Abel's theorem proves that no exact root finder is possible. It has nothing to do with numeric root finders, except for making them a little more interesting for practical applications.
What I mean is, even if exact root algorithm were possible, numeric root finders would still be useful. For many problems where an exact solution does exist, a numeric solution is more useful. An good example would be Gaussian elimination (for solving systems of linear equations).
Gaussian elimination gives an exact solution. If you try to use it in practice, with coefficients given as floating numbers, you realize that for many matrices the rounding errors kill the precision of the result. A common cure for this is to run a few iterations of a numeric approximation method on the output of the Gaussian elimination, which improves the precision.

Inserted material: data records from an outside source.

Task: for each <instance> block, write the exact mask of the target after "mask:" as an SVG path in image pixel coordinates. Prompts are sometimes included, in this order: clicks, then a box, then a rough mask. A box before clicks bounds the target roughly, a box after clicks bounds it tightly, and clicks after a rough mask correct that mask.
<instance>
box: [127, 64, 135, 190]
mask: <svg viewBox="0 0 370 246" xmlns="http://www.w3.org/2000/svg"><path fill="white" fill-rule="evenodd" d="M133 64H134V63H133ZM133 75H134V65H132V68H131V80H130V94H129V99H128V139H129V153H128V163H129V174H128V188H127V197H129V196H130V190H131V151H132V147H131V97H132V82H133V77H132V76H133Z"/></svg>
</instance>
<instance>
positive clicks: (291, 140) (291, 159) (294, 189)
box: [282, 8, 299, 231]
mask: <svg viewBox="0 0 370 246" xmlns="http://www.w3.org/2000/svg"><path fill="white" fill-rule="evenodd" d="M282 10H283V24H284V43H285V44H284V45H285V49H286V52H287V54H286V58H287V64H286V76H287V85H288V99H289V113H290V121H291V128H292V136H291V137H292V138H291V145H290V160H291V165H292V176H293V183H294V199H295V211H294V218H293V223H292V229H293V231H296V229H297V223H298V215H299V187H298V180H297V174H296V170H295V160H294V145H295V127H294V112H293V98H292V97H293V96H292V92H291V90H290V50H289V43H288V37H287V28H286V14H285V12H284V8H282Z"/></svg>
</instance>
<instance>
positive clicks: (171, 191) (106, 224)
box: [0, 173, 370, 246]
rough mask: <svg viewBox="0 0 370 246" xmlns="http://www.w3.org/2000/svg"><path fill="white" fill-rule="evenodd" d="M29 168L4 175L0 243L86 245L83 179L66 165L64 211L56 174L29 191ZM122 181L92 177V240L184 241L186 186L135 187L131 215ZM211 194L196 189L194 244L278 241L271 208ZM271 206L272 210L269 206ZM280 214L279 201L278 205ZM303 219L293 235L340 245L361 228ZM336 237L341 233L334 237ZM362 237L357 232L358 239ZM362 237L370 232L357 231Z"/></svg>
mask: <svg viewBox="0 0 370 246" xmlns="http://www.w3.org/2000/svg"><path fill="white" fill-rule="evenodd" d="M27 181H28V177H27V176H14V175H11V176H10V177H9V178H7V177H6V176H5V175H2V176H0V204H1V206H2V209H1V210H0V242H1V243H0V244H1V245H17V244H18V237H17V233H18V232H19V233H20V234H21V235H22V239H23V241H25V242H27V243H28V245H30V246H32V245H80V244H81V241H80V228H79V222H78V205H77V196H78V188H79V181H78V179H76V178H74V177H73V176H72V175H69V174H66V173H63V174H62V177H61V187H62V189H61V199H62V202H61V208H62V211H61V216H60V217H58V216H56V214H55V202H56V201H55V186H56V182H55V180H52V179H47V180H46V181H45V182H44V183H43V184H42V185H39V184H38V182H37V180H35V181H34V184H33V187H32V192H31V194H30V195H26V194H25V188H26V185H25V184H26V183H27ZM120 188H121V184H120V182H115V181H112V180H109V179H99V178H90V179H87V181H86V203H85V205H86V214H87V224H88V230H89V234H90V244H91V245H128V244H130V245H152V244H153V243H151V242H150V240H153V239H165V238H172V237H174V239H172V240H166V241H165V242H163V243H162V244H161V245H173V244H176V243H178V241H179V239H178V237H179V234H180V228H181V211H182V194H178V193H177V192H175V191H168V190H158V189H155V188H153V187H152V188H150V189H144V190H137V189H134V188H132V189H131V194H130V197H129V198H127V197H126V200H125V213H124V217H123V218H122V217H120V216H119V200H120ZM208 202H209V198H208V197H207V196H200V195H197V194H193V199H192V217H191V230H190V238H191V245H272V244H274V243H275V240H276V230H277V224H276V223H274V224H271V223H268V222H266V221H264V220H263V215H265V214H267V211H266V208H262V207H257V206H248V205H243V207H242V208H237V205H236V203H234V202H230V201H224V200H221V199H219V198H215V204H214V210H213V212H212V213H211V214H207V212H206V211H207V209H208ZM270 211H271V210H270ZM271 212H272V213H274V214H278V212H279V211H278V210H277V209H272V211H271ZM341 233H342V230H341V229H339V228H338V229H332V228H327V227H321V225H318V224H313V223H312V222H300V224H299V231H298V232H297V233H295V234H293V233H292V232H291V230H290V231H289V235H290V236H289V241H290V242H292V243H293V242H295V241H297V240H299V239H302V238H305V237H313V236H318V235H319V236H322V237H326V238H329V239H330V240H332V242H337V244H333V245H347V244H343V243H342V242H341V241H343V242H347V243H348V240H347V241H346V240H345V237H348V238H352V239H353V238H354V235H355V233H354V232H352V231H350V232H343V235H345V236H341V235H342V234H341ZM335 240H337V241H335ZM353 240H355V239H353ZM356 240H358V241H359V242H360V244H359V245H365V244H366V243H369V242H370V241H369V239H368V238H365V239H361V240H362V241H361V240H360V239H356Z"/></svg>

Now, back to root finders. An exact solution is not possible for polynomials of degree higher than 5. It is possible for polynomials of degrees 1, 2, 3, and 4. However, the formulas for degree 4 get rather long. So long a numeric method would quite possibly be more accurate. It would not write the roots out in radicals, but the floating point representation (that's what you want anyways, right?) would be more precise.
The point of this essay - when you need numeric results, numeric methods are often more useful than precise formulas, even where precise formulas exist. If Abel's theorem were wrong, you'd probably still use numeric root finders in most practical cases.

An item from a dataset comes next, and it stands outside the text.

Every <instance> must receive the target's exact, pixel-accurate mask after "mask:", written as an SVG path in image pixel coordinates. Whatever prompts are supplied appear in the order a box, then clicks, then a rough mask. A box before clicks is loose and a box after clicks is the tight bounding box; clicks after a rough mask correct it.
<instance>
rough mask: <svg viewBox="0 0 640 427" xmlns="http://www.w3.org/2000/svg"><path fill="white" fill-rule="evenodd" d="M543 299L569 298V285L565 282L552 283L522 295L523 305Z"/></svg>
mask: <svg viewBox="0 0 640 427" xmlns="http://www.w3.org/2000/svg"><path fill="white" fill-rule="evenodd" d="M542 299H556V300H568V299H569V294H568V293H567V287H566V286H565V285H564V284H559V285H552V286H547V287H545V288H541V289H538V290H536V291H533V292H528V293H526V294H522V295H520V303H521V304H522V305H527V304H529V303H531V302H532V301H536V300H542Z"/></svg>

The problem is that it is not "mathematics," in the sense that he doesn't write a logical sequence of formally specified lemmas, proofs or conclusions. It is not clear what the author is doing, so it is also not possible to pinpoint exactly where the errors are.
Han-Wen Nienhuys -- LilyPond
I already made a long post explaining the article (if you are really curious look at my recent posts) but I needed to point out here that you forgot radicals in your descriptiong. Even the quadratic isn't solveable in terms of finite additions subtractions, multiplications. Abel's theorem says that you can't solve the general polynomial of degree five or higher using addition, multiplication and taking nth-roots.
Personally, I am entierly unimpressed with this paper. The numerical method involved looks horridly inefficent (newton's method is probably pragmatically more interesting) and the math itself seems pretty uninspired.
If you liked this thought maybe you would find my blog nice too:
Hmm...I don't have a source but I'm pretty sure you are incorrect. Sure *fixed width* floating point solutions won't work but this is hardly enough to show there is no general numeric solution.
I'm pretty sure there is a general numerical solution doing something fairly simple (a little better than newton's method). Of course it is entierly inefficent and practically useless.
If you liked this thought maybe you would find my blog nice too:
Proofs cannot be contradicted that's the point. That's why it's called a proof.
The method presented in the paper looks a lot like James Cockle and Robert Harley's differential resolvent, which was new in 1862. This page gives an overview of some of the known methods for solving quintic and higher degree equations. Apparently, about twenty years ago Hiroshi Umemura found a general analytical solution for a polynomial equation of arbitrarily high degree involving Siegel modular forms, which are generalizations of the elliptic modular functions Charles Hermite used in 1858 as a solution to the quintic. Note: these don't violate Abel's Impossibility Theorem as they are not solutions in radicals.
Qu'on me donne six lignes écrites de la main du plus honnête homme, j'y trouverai de quoi le faire pendre.
Being a "young student", he certainly deserves honorable mention for his discovery. Unfortunately though, I don't think that it is new math. I think it is the well-known "Lagrange Inversion Formula" in disguise. See http://encyclopedia.thefreedictionary.com/Lagrange %20inversion%20theorem
Set "z" there to s. Set "w" there to x. Set "f(w)" = - (a_n x^n + ... + a_1 x). So "w = g(z)" is then x = g(s). I believe that the "a" there (the initial estimate for "w") would be -a_{n-1} / n a_n. Give it a try.